I have a question regarding the use case that I am working on. So, my task is to train AlexNet in self-supervised manner first, by passing the rotated images of the CIFAR10 dataset, and train the model to predict the rotation

After that, I need to extract the features of the first two conv layer of the self-supervised model and use the features to train another model in supervised way on CIFAR10 dataset by just adding a fully connected layer on top of the first two conv layers extracted from self-supervised model. So, currently, I am saving the model parameters and loading the parameters to the Alexnet class. Then, passing the model as a parameter to another class(Alexnet_supervised). I am not sure if this is the correct approach for the same.

Model1 = Alexnet()

checkpoint = torch.load(‘best_model.pt’)

Model1.load_state_dict(checkpoint[‘model_state_dict’])

Model2 = Alexnet_supervised(Model1)

Could anyone help me with this?.

Thanks in advance.

I don’t know, how Alexnet_supervised is implemented, but assuming it’s using the first two layers of Model1 and adds a linear layer on top of it, your approach should be correct.

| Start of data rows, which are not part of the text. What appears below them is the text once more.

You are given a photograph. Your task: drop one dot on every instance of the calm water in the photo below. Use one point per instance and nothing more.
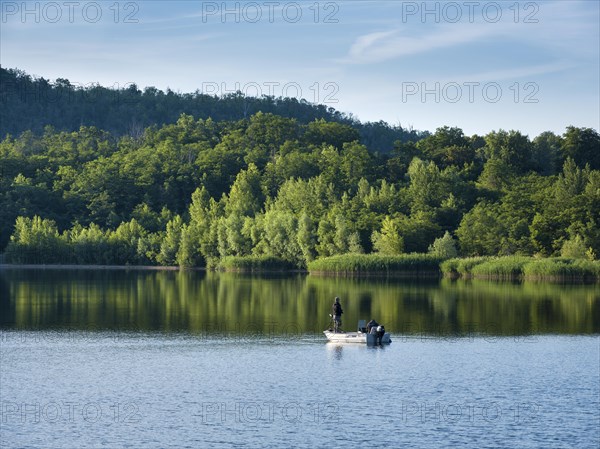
(109, 359)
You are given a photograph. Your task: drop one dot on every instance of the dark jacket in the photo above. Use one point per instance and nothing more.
(371, 324)
(337, 309)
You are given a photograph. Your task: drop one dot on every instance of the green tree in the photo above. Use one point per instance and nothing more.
(388, 240)
(444, 247)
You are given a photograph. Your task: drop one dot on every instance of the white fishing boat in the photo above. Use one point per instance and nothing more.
(360, 336)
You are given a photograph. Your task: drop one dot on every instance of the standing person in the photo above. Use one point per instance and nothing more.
(371, 324)
(337, 314)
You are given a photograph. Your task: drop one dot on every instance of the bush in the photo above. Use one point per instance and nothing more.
(413, 264)
(562, 268)
(252, 264)
(461, 267)
(509, 267)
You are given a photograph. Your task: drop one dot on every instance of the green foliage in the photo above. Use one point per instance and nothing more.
(409, 264)
(458, 267)
(253, 264)
(444, 247)
(298, 185)
(574, 248)
(562, 269)
(388, 241)
(510, 267)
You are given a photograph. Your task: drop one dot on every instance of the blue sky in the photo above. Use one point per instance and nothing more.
(481, 66)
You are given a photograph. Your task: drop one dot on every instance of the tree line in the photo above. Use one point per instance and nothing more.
(196, 191)
(29, 103)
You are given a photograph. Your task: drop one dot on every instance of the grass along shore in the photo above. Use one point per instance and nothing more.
(404, 265)
(521, 267)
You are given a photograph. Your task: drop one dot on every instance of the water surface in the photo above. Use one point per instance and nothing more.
(162, 359)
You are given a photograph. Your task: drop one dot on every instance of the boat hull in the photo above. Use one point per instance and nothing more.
(355, 337)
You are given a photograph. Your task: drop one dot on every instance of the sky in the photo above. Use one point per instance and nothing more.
(477, 65)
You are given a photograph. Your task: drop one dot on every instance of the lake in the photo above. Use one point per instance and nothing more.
(152, 359)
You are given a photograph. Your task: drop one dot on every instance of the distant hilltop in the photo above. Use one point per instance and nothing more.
(30, 103)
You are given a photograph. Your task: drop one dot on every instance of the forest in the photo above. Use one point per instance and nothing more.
(296, 184)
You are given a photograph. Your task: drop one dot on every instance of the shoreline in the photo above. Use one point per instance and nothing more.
(92, 267)
(416, 275)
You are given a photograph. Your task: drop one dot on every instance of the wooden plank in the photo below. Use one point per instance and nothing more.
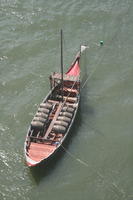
(53, 121)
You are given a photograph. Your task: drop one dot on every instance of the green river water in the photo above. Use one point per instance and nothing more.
(98, 159)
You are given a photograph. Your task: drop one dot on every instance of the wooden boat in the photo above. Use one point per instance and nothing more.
(55, 116)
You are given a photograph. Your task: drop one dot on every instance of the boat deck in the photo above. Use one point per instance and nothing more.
(40, 151)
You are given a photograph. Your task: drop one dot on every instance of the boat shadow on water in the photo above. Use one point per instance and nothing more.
(45, 169)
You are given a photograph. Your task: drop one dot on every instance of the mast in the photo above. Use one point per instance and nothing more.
(62, 64)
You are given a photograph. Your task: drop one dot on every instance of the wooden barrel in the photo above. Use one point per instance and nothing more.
(41, 114)
(59, 129)
(40, 119)
(62, 123)
(37, 125)
(66, 114)
(44, 110)
(65, 119)
(68, 109)
(46, 105)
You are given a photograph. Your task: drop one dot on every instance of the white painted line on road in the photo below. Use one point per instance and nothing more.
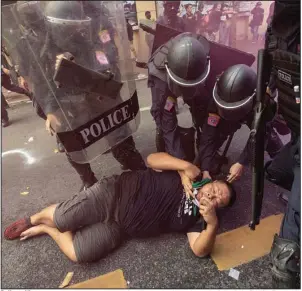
(29, 159)
(145, 108)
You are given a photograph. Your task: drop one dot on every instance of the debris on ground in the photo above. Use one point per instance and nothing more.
(67, 280)
(234, 274)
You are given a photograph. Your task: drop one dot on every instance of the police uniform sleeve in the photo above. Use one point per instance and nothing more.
(207, 144)
(246, 154)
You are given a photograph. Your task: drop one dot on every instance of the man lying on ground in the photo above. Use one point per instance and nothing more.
(146, 203)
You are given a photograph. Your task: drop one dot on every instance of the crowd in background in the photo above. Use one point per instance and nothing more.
(215, 23)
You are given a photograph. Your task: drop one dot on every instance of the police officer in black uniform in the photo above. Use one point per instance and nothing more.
(231, 107)
(73, 36)
(283, 42)
(33, 33)
(179, 68)
(7, 84)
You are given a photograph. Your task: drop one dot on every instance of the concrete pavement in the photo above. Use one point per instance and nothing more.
(163, 262)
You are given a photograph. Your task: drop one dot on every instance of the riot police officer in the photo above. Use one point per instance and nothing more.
(33, 33)
(170, 17)
(283, 43)
(231, 107)
(90, 40)
(179, 68)
(100, 47)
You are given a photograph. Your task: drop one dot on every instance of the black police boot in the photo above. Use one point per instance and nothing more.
(128, 156)
(187, 139)
(274, 143)
(159, 141)
(285, 257)
(88, 182)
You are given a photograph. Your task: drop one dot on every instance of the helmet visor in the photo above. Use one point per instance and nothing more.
(235, 110)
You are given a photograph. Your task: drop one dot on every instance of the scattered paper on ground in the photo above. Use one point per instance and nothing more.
(66, 280)
(111, 280)
(228, 252)
(234, 274)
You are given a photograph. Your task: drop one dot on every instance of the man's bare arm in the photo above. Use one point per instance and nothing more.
(164, 161)
(202, 243)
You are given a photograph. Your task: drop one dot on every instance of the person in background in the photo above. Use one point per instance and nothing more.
(270, 14)
(258, 15)
(149, 37)
(189, 19)
(214, 21)
(225, 25)
(130, 37)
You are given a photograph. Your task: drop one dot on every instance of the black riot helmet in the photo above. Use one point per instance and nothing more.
(67, 22)
(30, 13)
(171, 7)
(234, 92)
(188, 64)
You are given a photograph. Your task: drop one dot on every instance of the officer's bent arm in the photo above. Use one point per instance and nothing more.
(207, 146)
(202, 243)
(164, 161)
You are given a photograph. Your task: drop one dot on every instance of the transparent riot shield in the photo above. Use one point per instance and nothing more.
(75, 58)
(145, 41)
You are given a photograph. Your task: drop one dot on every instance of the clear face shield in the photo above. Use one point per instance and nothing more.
(91, 110)
(69, 33)
(184, 88)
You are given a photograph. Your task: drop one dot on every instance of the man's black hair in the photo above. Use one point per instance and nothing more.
(233, 195)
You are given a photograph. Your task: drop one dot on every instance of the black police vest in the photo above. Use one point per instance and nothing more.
(285, 49)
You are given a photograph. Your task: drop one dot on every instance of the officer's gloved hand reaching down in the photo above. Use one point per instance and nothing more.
(234, 99)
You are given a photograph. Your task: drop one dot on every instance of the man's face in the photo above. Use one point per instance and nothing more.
(189, 9)
(217, 191)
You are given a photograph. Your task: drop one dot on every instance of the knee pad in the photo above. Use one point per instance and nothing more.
(187, 138)
(285, 257)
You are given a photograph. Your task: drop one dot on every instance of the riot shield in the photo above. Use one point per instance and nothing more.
(221, 56)
(75, 58)
(145, 41)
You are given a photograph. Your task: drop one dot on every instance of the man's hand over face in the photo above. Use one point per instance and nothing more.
(206, 175)
(208, 212)
(187, 183)
(192, 171)
(235, 172)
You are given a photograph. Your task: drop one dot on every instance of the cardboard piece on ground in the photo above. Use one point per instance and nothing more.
(111, 280)
(243, 245)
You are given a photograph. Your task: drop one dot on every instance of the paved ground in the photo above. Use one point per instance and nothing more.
(164, 262)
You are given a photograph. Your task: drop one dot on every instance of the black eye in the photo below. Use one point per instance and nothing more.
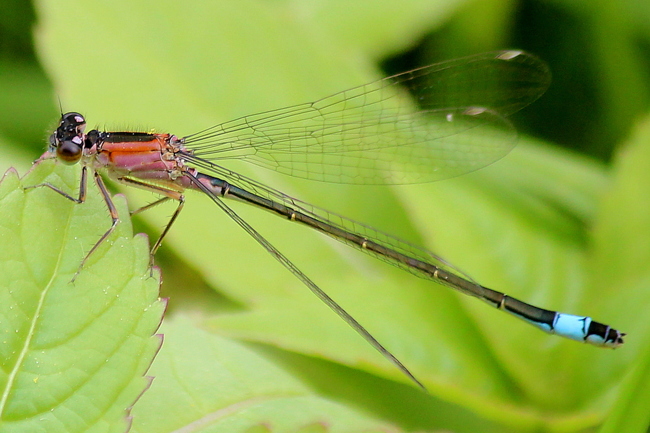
(68, 152)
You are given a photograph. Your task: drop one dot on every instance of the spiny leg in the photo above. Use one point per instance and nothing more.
(81, 199)
(170, 194)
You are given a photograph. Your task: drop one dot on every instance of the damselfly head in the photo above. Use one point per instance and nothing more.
(67, 141)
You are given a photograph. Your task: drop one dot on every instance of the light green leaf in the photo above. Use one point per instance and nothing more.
(74, 354)
(226, 387)
(523, 226)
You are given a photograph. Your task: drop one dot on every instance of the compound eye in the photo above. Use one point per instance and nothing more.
(69, 152)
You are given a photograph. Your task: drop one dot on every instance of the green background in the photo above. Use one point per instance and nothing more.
(564, 229)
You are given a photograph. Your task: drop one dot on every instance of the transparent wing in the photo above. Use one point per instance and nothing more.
(334, 220)
(454, 123)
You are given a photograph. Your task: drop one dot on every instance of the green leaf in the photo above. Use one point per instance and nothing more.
(529, 225)
(74, 354)
(225, 387)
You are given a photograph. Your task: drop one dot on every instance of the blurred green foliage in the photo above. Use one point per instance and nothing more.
(555, 225)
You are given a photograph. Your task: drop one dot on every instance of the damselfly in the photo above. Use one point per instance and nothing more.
(370, 134)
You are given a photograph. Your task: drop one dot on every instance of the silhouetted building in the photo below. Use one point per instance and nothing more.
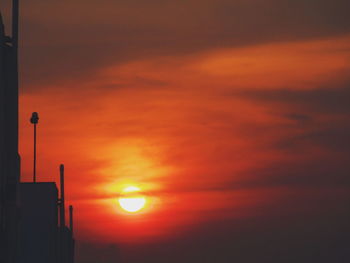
(32, 217)
(38, 232)
(9, 157)
(43, 235)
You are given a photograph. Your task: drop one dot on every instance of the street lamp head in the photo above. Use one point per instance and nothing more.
(35, 118)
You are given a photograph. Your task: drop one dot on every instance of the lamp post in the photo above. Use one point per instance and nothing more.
(34, 120)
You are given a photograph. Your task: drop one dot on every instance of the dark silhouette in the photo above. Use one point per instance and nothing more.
(9, 157)
(34, 120)
(32, 217)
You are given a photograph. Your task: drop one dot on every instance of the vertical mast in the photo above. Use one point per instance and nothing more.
(71, 218)
(15, 19)
(62, 208)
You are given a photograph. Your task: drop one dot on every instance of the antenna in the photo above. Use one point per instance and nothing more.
(15, 19)
(62, 208)
(71, 219)
(34, 120)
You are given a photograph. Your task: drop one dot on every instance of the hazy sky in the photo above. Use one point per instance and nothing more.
(232, 116)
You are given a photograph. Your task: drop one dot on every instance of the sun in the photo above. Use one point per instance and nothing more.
(131, 200)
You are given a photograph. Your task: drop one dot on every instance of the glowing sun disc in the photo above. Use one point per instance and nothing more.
(132, 204)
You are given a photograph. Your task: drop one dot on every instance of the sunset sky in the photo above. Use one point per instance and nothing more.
(231, 116)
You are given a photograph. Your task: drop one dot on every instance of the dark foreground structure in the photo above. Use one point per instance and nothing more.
(32, 215)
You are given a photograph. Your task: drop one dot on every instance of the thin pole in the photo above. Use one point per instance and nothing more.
(34, 164)
(62, 207)
(34, 120)
(71, 218)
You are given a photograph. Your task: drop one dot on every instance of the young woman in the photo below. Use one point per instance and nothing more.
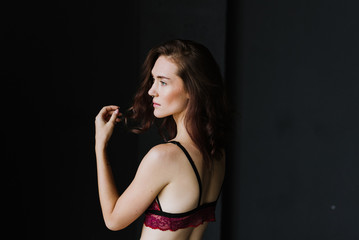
(178, 182)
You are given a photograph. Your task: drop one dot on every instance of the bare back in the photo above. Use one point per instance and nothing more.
(182, 193)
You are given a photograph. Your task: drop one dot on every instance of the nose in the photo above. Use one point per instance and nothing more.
(153, 91)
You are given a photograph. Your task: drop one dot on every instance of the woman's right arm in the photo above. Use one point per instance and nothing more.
(153, 174)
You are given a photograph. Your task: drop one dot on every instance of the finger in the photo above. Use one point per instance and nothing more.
(114, 116)
(119, 117)
(106, 112)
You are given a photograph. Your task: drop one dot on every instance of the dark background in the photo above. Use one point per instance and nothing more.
(293, 79)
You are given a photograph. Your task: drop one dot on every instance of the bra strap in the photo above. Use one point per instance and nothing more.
(194, 169)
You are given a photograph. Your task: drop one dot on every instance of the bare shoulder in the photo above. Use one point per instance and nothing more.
(162, 156)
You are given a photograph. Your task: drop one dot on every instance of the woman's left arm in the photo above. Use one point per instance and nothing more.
(152, 176)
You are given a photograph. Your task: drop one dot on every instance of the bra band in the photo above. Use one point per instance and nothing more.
(194, 169)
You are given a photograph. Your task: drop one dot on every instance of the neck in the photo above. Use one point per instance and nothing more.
(182, 133)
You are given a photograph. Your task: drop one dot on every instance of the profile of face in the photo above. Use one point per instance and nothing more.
(168, 91)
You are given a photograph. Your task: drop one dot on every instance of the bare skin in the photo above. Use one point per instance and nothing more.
(164, 171)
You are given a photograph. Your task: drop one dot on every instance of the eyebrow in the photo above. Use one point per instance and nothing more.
(160, 77)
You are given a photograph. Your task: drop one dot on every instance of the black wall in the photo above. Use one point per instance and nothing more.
(294, 160)
(292, 73)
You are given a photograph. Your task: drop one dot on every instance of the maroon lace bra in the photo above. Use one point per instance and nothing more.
(155, 218)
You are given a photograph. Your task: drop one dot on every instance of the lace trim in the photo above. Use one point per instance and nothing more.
(155, 219)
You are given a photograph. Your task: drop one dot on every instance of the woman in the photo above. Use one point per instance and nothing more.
(178, 182)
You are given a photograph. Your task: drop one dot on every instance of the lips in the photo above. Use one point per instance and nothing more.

Thank you @ptrblck, Yes I am doing exactly what you said. Using the first two layers of Model1 and adding a linear layer on top of it.
I have another question for the same use case. So, when I train my model for rotation prediction task with Adam optimizer, lr = 0.001, it gives less accuracy around 40%. But, if I change the learning rate to 0.0001, accuracy increases to 84%.
Is this normal for the model to behave like this or there is some bug in my code that I am not able to figure out?
Thanks in advance.

This might be expected, as a high learning rate wouldn’t allow the model to converge and the loss would get stuck at a particular level.
The first figure in e.g. this post is often used to illustrate this behavior.